Those who shared the court with Yardley knew him as one of the era's true greats.

"George was a scoring machine," onetime teammate Dolph Schayes told the Los Angeles Times in 1988. "Teams couldn't defend us. If they concentrated on me, George scored 20. If they concentrated on George, I scored 20."

Yardley joined the Pistons in 1953 after playing one season of AAU ball, and serving in the military for two years. The NBA was still in its infancy, and the action sometimes had the look and feel of a wrestling match. "The first time around the league as a rookie, they just didn't push you around--they hit you with a clenched fist in the face." Yardley told the Times. "I had a hundred stitches in my face from playing. The weak didn't make it"

Yardley became a starter in his second year and earned the first of six straight trips to the NBA All-Star Game. With top scorer Larry Foust, Yardley (17.3 ppg) led the Pistons to the 1955 NBA Finals against Syracuse. The Nets won in seven games.

Prior to the 1957-58 season the Pistons moved to Detroit.

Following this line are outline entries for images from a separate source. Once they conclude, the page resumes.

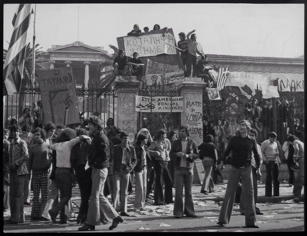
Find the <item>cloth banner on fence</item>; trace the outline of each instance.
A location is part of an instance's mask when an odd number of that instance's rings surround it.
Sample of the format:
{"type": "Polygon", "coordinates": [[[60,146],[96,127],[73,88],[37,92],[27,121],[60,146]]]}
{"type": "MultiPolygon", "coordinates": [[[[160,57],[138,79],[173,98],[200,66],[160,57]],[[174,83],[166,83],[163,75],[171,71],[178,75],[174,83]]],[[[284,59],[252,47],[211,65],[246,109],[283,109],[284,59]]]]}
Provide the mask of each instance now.
{"type": "Polygon", "coordinates": [[[292,78],[284,78],[278,75],[278,88],[282,92],[304,92],[303,75],[292,78]]]}
{"type": "Polygon", "coordinates": [[[183,97],[136,95],[136,112],[183,112],[183,97]]]}
{"type": "Polygon", "coordinates": [[[78,99],[72,68],[40,71],[38,75],[46,122],[64,124],[65,111],[68,108],[66,124],[79,123],[78,99]]]}
{"type": "Polygon", "coordinates": [[[159,63],[153,61],[150,59],[147,59],[147,63],[146,67],[146,74],[163,74],[165,73],[173,72],[179,70],[178,65],[171,66],[170,65],[159,63]]]}
{"type": "Polygon", "coordinates": [[[139,57],[157,56],[166,54],[174,55],[176,49],[170,45],[175,46],[175,38],[169,33],[165,34],[144,34],[137,37],[124,37],[124,47],[127,55],[132,57],[135,52],[139,57]]]}
{"type": "Polygon", "coordinates": [[[79,112],[107,112],[107,98],[78,97],[78,109],[79,112]],[[84,106],[83,106],[84,101],[84,106]]]}
{"type": "Polygon", "coordinates": [[[145,75],[147,85],[165,84],[184,80],[184,71],[181,70],[173,72],[145,75]]]}
{"type": "Polygon", "coordinates": [[[255,90],[268,90],[270,86],[270,76],[250,72],[231,72],[228,74],[225,86],[244,87],[247,85],[254,96],[255,90]]]}

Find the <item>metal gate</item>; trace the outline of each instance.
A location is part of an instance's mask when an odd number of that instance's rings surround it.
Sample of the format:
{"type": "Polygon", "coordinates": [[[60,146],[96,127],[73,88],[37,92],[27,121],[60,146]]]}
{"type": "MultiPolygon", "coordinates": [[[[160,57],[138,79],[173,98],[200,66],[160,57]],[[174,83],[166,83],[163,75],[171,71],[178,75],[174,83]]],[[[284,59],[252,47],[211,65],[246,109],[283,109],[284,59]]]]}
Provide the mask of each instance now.
{"type": "MultiPolygon", "coordinates": [[[[86,119],[95,114],[104,120],[104,126],[109,117],[114,119],[116,122],[117,97],[114,90],[106,90],[93,87],[84,88],[84,85],[76,84],[76,93],[78,98],[80,120],[82,118],[86,119]]],[[[5,127],[9,125],[12,119],[18,121],[25,108],[30,109],[34,117],[36,114],[39,114],[41,109],[38,105],[41,103],[40,91],[36,86],[22,87],[20,93],[5,96],[4,100],[5,127]]]]}
{"type": "MultiPolygon", "coordinates": [[[[176,97],[180,96],[179,91],[165,84],[156,85],[147,85],[143,84],[139,90],[138,95],[148,97],[167,96],[176,97]]],[[[138,130],[142,128],[148,130],[151,135],[155,135],[156,132],[161,128],[167,131],[178,128],[181,124],[181,113],[180,112],[157,113],[157,112],[138,112],[138,130]]]]}

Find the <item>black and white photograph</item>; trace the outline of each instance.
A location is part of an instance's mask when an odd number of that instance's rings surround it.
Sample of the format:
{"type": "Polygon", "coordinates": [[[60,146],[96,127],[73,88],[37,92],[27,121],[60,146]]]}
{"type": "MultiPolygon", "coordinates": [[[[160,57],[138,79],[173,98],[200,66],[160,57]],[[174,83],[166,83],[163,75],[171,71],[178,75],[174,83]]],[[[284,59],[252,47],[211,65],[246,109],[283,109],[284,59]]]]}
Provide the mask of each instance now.
{"type": "Polygon", "coordinates": [[[2,2],[5,233],[304,231],[303,1],[2,2]]]}

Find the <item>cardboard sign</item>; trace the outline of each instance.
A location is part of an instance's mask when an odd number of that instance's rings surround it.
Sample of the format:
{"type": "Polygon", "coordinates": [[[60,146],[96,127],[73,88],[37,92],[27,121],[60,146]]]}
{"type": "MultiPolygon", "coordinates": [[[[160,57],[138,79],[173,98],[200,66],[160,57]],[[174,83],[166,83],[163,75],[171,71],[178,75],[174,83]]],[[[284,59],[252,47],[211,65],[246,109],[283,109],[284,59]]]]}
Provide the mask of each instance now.
{"type": "Polygon", "coordinates": [[[157,55],[176,54],[176,49],[164,42],[175,46],[175,38],[170,33],[143,34],[140,36],[124,37],[124,47],[126,54],[132,57],[135,52],[139,57],[156,56],[157,55]]]}
{"type": "Polygon", "coordinates": [[[212,89],[207,88],[207,92],[208,93],[208,98],[210,100],[222,100],[220,92],[216,88],[212,89]]]}
{"type": "Polygon", "coordinates": [[[160,74],[146,74],[145,75],[147,85],[165,84],[176,83],[184,80],[184,71],[183,70],[160,74]]]}
{"type": "Polygon", "coordinates": [[[231,72],[228,74],[225,86],[244,87],[246,84],[251,89],[254,95],[257,86],[260,90],[269,89],[270,77],[269,75],[255,73],[231,72]]]}
{"type": "Polygon", "coordinates": [[[80,122],[78,100],[72,68],[56,68],[38,72],[39,88],[46,122],[64,124],[68,108],[68,124],[80,122]]]}
{"type": "Polygon", "coordinates": [[[153,61],[147,59],[146,74],[163,74],[179,70],[179,66],[171,66],[164,63],[153,61]]]}
{"type": "Polygon", "coordinates": [[[183,112],[183,97],[136,95],[136,112],[183,112]]]}

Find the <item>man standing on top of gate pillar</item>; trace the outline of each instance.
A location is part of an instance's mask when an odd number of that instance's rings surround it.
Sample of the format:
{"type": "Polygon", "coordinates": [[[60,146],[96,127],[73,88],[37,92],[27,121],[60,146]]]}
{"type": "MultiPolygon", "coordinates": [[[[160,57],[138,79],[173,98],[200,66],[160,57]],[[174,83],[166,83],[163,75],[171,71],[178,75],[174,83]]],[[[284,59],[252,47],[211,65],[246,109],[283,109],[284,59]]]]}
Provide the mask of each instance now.
{"type": "Polygon", "coordinates": [[[205,57],[207,57],[207,56],[203,55],[203,54],[199,51],[198,49],[198,43],[196,41],[196,34],[192,34],[194,33],[196,30],[193,30],[192,31],[189,32],[187,34],[187,38],[188,39],[188,62],[187,63],[187,76],[191,76],[191,70],[192,69],[192,65],[193,65],[193,77],[196,77],[196,53],[198,53],[201,56],[204,56],[205,57]],[[191,38],[190,38],[190,35],[191,35],[191,38]]]}

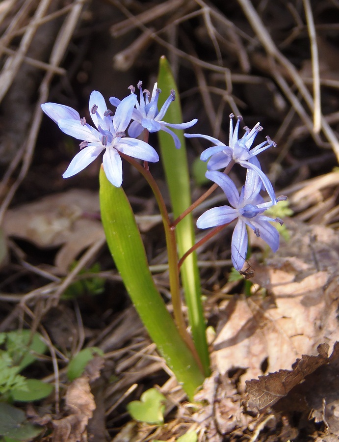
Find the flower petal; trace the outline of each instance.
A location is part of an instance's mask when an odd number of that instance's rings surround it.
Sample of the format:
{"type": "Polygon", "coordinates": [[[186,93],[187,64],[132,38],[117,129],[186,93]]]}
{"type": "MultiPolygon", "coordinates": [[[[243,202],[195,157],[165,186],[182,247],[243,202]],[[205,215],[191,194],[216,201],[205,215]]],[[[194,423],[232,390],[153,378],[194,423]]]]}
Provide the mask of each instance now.
{"type": "Polygon", "coordinates": [[[199,229],[207,229],[217,225],[222,225],[231,222],[238,216],[235,209],[229,206],[213,207],[204,212],[197,220],[197,227],[199,229]]]}
{"type": "Polygon", "coordinates": [[[116,132],[124,132],[129,125],[136,102],[136,95],[131,94],[119,105],[113,118],[113,125],[116,132]]]}
{"type": "Polygon", "coordinates": [[[115,146],[122,153],[139,158],[145,161],[156,163],[159,161],[159,156],[154,149],[147,143],[134,138],[122,138],[115,146]]]}
{"type": "Polygon", "coordinates": [[[129,128],[129,135],[132,138],[137,138],[143,130],[144,128],[139,121],[135,120],[134,121],[132,121],[129,128]]]}
{"type": "MultiPolygon", "coordinates": [[[[99,91],[94,90],[91,93],[89,97],[89,113],[92,117],[93,123],[97,127],[99,127],[99,122],[98,121],[98,116],[95,113],[92,113],[92,108],[95,105],[98,106],[97,111],[100,115],[101,118],[104,119],[104,114],[107,110],[107,105],[105,99],[102,94],[99,91]]],[[[105,127],[104,129],[107,130],[107,128],[105,127]]]]}
{"type": "Polygon", "coordinates": [[[274,226],[266,221],[267,218],[264,215],[258,215],[252,222],[259,229],[260,238],[268,244],[274,252],[276,252],[279,248],[279,233],[274,226]]]}
{"type": "Polygon", "coordinates": [[[155,120],[151,120],[149,118],[143,118],[141,120],[141,126],[147,129],[149,132],[157,132],[160,130],[161,126],[155,120]]]}
{"type": "Polygon", "coordinates": [[[109,99],[109,103],[110,103],[112,106],[117,108],[121,103],[121,100],[119,100],[119,98],[117,98],[116,97],[111,97],[109,99]]]}
{"type": "Polygon", "coordinates": [[[216,138],[213,138],[213,137],[209,137],[209,135],[203,135],[202,134],[184,134],[183,136],[186,138],[194,138],[197,137],[198,138],[205,138],[205,139],[208,139],[209,141],[213,143],[216,146],[225,146],[221,141],[220,141],[216,138]]]}
{"type": "Polygon", "coordinates": [[[41,109],[57,124],[59,120],[80,120],[79,113],[69,106],[57,103],[45,103],[41,105],[41,109]]]}
{"type": "Polygon", "coordinates": [[[239,192],[229,176],[216,170],[208,170],[205,176],[214,181],[224,191],[230,204],[235,209],[239,204],[239,192]]]}
{"type": "Polygon", "coordinates": [[[116,187],[120,187],[123,182],[122,162],[114,147],[106,149],[103,157],[103,164],[108,180],[116,187]]]}
{"type": "Polygon", "coordinates": [[[233,265],[238,272],[242,269],[246,261],[248,247],[248,239],[246,224],[242,220],[238,220],[232,235],[231,246],[232,259],[233,265]]]}
{"type": "MultiPolygon", "coordinates": [[[[185,134],[185,135],[186,135],[185,134]]],[[[205,149],[200,155],[200,159],[202,161],[207,161],[212,155],[215,155],[216,154],[222,152],[225,148],[231,151],[231,156],[232,156],[232,151],[231,149],[230,149],[228,146],[225,146],[225,144],[218,144],[217,146],[212,146],[211,147],[208,147],[207,149],[205,149]]],[[[225,153],[226,155],[227,155],[227,154],[225,153]]]]}
{"type": "Polygon", "coordinates": [[[77,139],[83,139],[89,142],[95,142],[100,139],[100,133],[89,124],[83,126],[80,120],[59,120],[58,125],[67,135],[74,137],[77,139]]]}
{"type": "Polygon", "coordinates": [[[270,180],[265,175],[263,172],[261,170],[261,169],[260,169],[259,167],[257,167],[256,166],[255,166],[255,165],[252,164],[251,163],[249,163],[248,161],[239,161],[238,162],[239,164],[241,164],[243,167],[246,167],[247,169],[252,169],[252,170],[254,170],[257,172],[257,173],[258,173],[258,174],[261,178],[261,180],[262,181],[262,184],[263,184],[265,189],[268,193],[269,197],[272,200],[272,203],[274,204],[276,204],[277,200],[275,197],[275,194],[274,193],[274,191],[273,190],[273,187],[271,184],[271,182],[270,181],[270,180]]]}
{"type": "Polygon", "coordinates": [[[160,123],[160,124],[164,124],[168,127],[171,127],[173,129],[188,129],[189,127],[192,127],[192,126],[195,124],[197,122],[198,120],[196,118],[194,118],[193,120],[191,120],[187,123],[166,123],[165,121],[159,121],[159,123],[160,123]]]}
{"type": "Polygon", "coordinates": [[[181,147],[181,143],[180,142],[180,140],[179,139],[178,136],[176,134],[175,134],[173,131],[171,131],[171,129],[168,129],[165,126],[161,126],[161,130],[163,131],[164,132],[167,132],[167,134],[169,134],[171,137],[172,137],[172,138],[173,138],[175,148],[180,149],[180,148],[181,147]]]}
{"type": "Polygon", "coordinates": [[[207,168],[209,170],[224,169],[227,167],[230,161],[231,158],[226,155],[224,151],[219,152],[210,157],[207,163],[207,168]]]}
{"type": "Polygon", "coordinates": [[[82,170],[95,160],[104,149],[104,147],[102,144],[84,147],[72,160],[62,176],[64,178],[69,178],[82,170]]]}

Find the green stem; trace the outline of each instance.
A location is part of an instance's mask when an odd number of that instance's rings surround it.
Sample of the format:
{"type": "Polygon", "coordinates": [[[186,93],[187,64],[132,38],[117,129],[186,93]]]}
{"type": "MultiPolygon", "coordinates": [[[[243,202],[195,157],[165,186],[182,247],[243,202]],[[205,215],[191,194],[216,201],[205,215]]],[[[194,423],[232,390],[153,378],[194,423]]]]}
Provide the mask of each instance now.
{"type": "Polygon", "coordinates": [[[178,256],[177,251],[177,243],[175,229],[171,227],[171,221],[168,212],[163,200],[160,189],[154,179],[149,168],[145,168],[137,161],[130,157],[120,152],[121,156],[126,160],[141,173],[150,185],[156,197],[159,207],[162,223],[165,230],[166,244],[167,248],[168,258],[168,268],[169,272],[170,290],[173,306],[173,314],[177,326],[183,339],[194,355],[197,362],[201,365],[201,361],[197,353],[193,340],[187,332],[185,319],[183,313],[181,296],[180,294],[180,280],[178,268],[178,256]]]}
{"type": "Polygon", "coordinates": [[[100,196],[107,244],[126,289],[151,339],[192,400],[204,376],[155,286],[126,194],[111,184],[102,167],[100,196]]]}

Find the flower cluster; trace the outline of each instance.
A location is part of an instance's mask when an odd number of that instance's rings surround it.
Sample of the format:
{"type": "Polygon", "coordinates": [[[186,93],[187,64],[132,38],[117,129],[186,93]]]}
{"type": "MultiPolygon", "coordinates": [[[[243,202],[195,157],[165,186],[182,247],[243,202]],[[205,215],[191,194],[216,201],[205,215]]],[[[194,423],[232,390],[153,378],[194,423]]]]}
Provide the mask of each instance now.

Yardley found himself on a team with aging star Harry Gallatin and a host of youngsters. He was 29, old enough to know his way around the floor but young enough to still use all of ft. Yardley played in every game that year and averaged 39.5 minutes per night.

The five-year veteran kept scoring and scoring and scoring. Late in the season he broke George Mikan's single-season record of 1,932 points, set in 1950-51. But entering the season finale against Syracuse, he was still short of 2,000. Yardley was determined to reach that plateau, and the Nets were determined to stop him. Syracuse double- and even triple-teamed him throughout the game.